Si le recours à la CC pour réaliser une appendicectomie
n'a peut-être pas permis un gain majeur en matière de morbidité
et de récupération fonctionnelle post-opératoires
(Tableau 2),
il a permis de faciliter l'intervention en cas d'appendice ectopique,
de confirmer l'existence d'une appendicite, la CC étant théoriquement
susceptible d'éviter les appendicectomies inutiles, de vérifier
l'ensemble de l'abdomen, enfin, d'obtenir un diagnostic différentiel
chez la femme.
Hernies inguinales
Les études du traitement des hernies inguinales
par CC ont été de plus en plus nombreuses, certaines d'entre
elles étant randomisées entre CC et CO [36]. Les
méthodes de cure herniaire par CC imposent le recours à
une plaque prothétique de grande dimension et située en
position pré-péritonéale. L'intervention a été
effectuée soit par voie transpéritonéale, soit par
voie prépéritonéale. L'utilisation de bouchons prothétiques
dans l'orifice inguinal a été abandonnée, du fait
d'un taux de récidive, estimé à 20 % [37].

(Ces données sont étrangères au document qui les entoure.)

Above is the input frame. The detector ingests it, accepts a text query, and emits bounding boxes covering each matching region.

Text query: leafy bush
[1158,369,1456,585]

Les publications concernant la voie transpéritonéale ont
été deux fois plus nombreuses que pour la voie pré-péritonéale,
témoignant d'une pratique plus répandue, liée à
la facilité et à la rapidité de la voie transpéritonéale,
ainsi qu'à la possibilité d'explorer l'ensemble de l'abdomen
et de diagnostiquer une hernie inguinale contro-latérale non décelable
cliniquement. La randomisation entre CC par voie transpéritonéale,
et plaque par CO, a montré un abaissement de la douleur post-opératoire
après CC, une reprise du travail plus rapide (9 jours au lieu de
17 jours en cas de cure de hernie unilatérale par CO), mais une
augmentation de la durée et du coût opératoires [36].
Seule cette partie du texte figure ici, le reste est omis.